Lots of them, anyhow. And then there is the occasional guy who tossed his first jump shot into an old bicycle rim that was welded to a pole in the alley behind his house. And he doesn’t forget. He never forgets. “Just happy to be here,” is his credo. And he is — remember this word? — sincere.

Earl Cureton doesn’t know where that bicycle rim went, but he thinks about it now and then. And he hasn’t strayed so far from the alleyways of east side Detroit that he couldn’t go back and look for it if he wanted.

Happy to be here. You could engrave that on an ID bracelet for Cureton, the 28-year-old Pistons forward. He is not what you’d call an NBA star. Not yet. But he’s come a good distance from the days when he was last off the bench for the Philadelphia 76ers.

And even then, his attitude was, well, grateful, no matter how odd the role. The Sixers used to offer this promotion: Whenever they scored more than 125 points, everyone in the Spectrum got a free Egg McMuffin from McDonald’s. And it was — guess who? — Earl Cureton, the Emperor of Garbage Time, whom the Philly fans wanted to lead them to breakfast utopia.

“I hit so many of those 125th points, they started to call me Earl McMuffin,” he remembers. And he laughs.
‘Do something with your life’ A lot of players wouldn’t. Laugh, that is. Not about being bona fide bench warmers. But Cureton — who has gone from an average of four minutes a game with Philly to 26 minutes with Detroit — has never been that way, perhaps because he never expected to get even this far.

“If you would have seen me early in college,” he says, “you would’ve said, no way, man, uh-uh. You want to play in the NBA? Come on. That’s a joke.”

He leans back in his couch — a wide beige couch inside a softly carpeted rec room inside a sleek town house in West Bloomfield. It’s no joke anymore.
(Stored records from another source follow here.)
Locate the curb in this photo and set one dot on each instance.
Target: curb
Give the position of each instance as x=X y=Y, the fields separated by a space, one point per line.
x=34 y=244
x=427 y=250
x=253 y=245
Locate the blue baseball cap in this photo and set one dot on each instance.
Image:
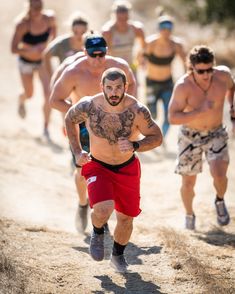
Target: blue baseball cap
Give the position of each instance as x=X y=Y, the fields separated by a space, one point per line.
x=95 y=43
x=165 y=25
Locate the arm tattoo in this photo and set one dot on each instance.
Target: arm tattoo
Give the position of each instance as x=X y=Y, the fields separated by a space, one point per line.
x=111 y=126
x=147 y=116
x=79 y=112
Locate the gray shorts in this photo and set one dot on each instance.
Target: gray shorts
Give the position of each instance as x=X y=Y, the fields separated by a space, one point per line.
x=193 y=143
x=27 y=67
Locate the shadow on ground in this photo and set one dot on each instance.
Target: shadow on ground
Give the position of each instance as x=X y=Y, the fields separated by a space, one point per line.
x=217 y=237
x=133 y=284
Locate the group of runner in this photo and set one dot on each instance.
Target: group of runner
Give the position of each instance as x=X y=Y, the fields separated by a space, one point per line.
x=95 y=88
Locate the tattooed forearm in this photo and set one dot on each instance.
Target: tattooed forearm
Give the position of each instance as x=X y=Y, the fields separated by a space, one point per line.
x=79 y=112
x=73 y=135
x=147 y=115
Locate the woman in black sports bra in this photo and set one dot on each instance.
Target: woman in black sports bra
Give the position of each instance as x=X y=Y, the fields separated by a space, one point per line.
x=160 y=52
x=33 y=31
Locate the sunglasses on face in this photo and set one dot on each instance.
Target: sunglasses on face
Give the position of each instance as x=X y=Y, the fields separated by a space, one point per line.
x=166 y=26
x=94 y=55
x=202 y=71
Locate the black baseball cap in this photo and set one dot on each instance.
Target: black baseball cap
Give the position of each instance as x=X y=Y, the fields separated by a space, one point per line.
x=95 y=43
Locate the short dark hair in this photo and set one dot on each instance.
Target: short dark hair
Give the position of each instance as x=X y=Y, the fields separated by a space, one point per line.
x=113 y=74
x=201 y=54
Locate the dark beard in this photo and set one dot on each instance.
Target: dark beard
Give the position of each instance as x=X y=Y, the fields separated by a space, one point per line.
x=116 y=102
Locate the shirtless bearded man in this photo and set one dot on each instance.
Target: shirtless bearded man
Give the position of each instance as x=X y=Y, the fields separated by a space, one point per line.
x=82 y=78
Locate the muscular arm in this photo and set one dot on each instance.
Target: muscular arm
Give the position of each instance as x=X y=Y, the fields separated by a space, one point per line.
x=148 y=128
x=181 y=52
x=132 y=85
x=61 y=91
x=78 y=113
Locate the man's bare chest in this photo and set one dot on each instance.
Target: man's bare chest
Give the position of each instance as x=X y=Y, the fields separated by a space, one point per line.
x=214 y=94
Cureton has made it.

And yet there is still something about him, a paperweight of a past that keeps him from floating off into Ego-land. Maybe it was that bicycle rim in the alley. Maybe it was the Detroit buses he used to ride from one neighborhood league to another. You can’t get too cocky riding a bus.
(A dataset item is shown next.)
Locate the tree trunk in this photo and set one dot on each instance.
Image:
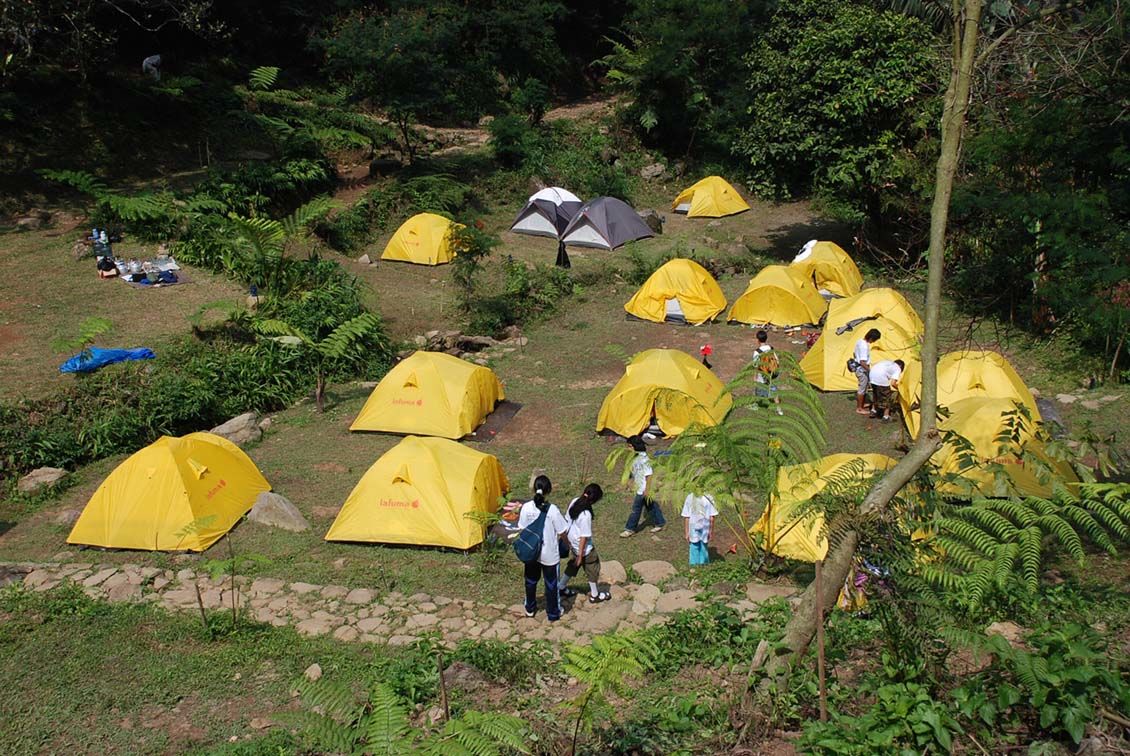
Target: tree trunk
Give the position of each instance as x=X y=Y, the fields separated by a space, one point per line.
x=801 y=627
“I once worked as a janitor in a paint company,” he says. “I’d see the full-timers there. They said, ‘Get out. Do something with your life. You don’t want to be here 30 years like us.’ “

Somewhere — maybe there, maybe at home, which he shared with eight brothers and sisters — Cureton learned the meaning of appreciation. He sees former court mates struggling in the real world. And so he plays NBA basketball as we all might imagine playing it; like someone who just won life’s lottery.
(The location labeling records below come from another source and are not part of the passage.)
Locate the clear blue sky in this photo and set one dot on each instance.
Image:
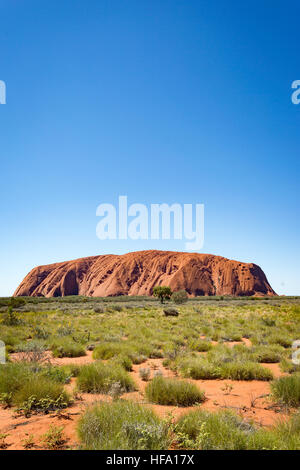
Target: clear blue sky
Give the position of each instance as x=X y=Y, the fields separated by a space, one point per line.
x=163 y=101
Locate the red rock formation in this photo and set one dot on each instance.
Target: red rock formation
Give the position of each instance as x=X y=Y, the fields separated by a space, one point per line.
x=137 y=273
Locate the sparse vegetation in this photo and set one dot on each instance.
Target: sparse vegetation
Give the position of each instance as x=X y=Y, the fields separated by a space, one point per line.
x=162 y=292
x=165 y=391
x=122 y=425
x=126 y=331
x=99 y=378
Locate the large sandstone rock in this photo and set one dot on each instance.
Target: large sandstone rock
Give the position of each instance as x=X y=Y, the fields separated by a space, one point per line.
x=137 y=273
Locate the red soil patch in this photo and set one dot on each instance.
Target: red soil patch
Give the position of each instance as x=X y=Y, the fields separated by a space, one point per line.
x=237 y=395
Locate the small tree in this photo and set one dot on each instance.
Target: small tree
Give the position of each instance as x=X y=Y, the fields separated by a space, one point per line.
x=162 y=292
x=180 y=297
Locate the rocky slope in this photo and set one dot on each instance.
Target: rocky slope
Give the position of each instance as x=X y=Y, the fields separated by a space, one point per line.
x=138 y=272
He has become, to many fans, sort of adorable — if you can use that word for someone 6-feet-9 — not for his cuddliness, but for his countenance. His smile is a killer, and ranks second on the team only to Isiah Thomas’ — which is sort of like ranking second to Superman.

People like to see players smile. It reassures them there is a game underneath all that money. Today, planes instead of buses On a wall of Cureton’s house is a framed newspaper article about him, written in Italian. He did a stint in Italy in between the Sixers and the Pistons. He wasn’t there two weeks when his deal fell through. “I had won an NBA championship ring in June (1983),” he says,
“and in August I was unemployed.”

He kept working out. Eventually another team called. And then the Pistons. He has evolved into an important reserve on Chuck Daly’s team, and has played well during the Pistons’ latest tango with success. He was averaging 8.7 points and 6.5 rebounds this season going into Monday’s game against Chicago.

His goal now is “to be a starter in the NBA.” This summer, as usual, he will play basketball, trying to improve, jumping back and forth between Philadelphia and Detroit, just as he did between neighborhoods as a kid. “The only difference is that now I take planes instead of buses,” he says.

Around him are chips of success, a giant-screen TV, a magazine’s worth of furniture. And within him is everything it took to get him here.

“I’d like to see that bicycle rim again,” he says, his eyes going distant for a moment. “Maybe I’d hang it up, right over there, above the TV set.” It is a tribute to the former Earl of McMuffin that neither item would look out of place.